Batch Transform Passing Entire Batch at Once

Hi — as title states, I’m using batch transform and hadn’t hit any errors with smaller batch sizes but am getting DefaultCPUAllocator: can't allocate memory: you tried to allocate 12582912000 bytes. Error code 12 (Cannot allocate memory) : 400 when I attempt to pass a larger set of 1000 texts.
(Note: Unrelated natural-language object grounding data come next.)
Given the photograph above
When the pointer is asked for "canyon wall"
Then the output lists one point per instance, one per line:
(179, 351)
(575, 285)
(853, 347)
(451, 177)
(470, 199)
I’m using a custom BERT-base model, here’s my

def predict_fn(data, model_tokenizer):
    model, tokenizer = model_tokenizer

    print("LENGTH OF DATA: ", len(data)) # This is outputting 1000, indicating the whole batch was passed at once
    encoded_inputs = tokenizer(data, padding='max_length', max_length=512, truncation=True, return_tensors="pt")
    with torch.no_grad():
        output = model(encoded_inputs['input_ids'], encoded_inputs['attention_mask'])
    return {"output": output.tolist()}

def input_fn(input_data: str, content_type):
    if content_type == 'text/csv':
        stream = StringIO(input_data)
        request_list = list(csv.DictReader(stream))
        return {"inputs": [entry['inputs'] for entry in request_list]}
    elif content_type == 'application/json':
        return [json.loads(line)['inputs'] for line in input_data.split(sep='\n')[:-1]]

And here’s the code I’m using to set up the transform job — I’ve tried manually setting max_concurrent_transforms to a lot of values, but even the default gets this problem.

batch_job = self.model.transformer(
    instance_count=instance_count, # 1
    instance_type=instance_type, # ml.g4dn.xlarge
    output_path=s3_path_join('s3://', self.bucket, 'output'),
    data=s3_path_join('s3://', self.bucket, 'input', f'uncat_{self.model_type}_ads.jsonl'),
    content_type = 'application/json',

Any thoughts? I’m thinking I could manually set up a batch-style processing in predict_fn but that seems like a poor workaround.

For batch transform, the maximum size of the input data per invocation is 100 MB. This value can’t be adjusted.

See: Service restrictions and quotas - AWS Marketplace or Use Batch Transform - Amazon SageMaker

Hi, thanks for the response. I think I might be misunderstanding — my input of 1000 texts is less than a MB, it’s only when it feeds into the predict_fn that it’s embedded and balloons to ~12GB according to the error message.

I thought that the MultiRecord/max_concurrent_transforms batched those 1000 into max_concurrent_transforms-size batches and then fed those into predict_fn, is that not correct? My thought was that setting max_c_t to 32 would only feed in 32 texts at once, for instance and keep the size down.

EDIT: I think I’m understanding now — in order to use MultiRecord successfully I’ll need to either pre-embed so MaxPayload can correctly assess how much memory is in the mini-batch or find out the limit manually (by embedding myself and getting the size → seeing how much I can fit in 100 MB).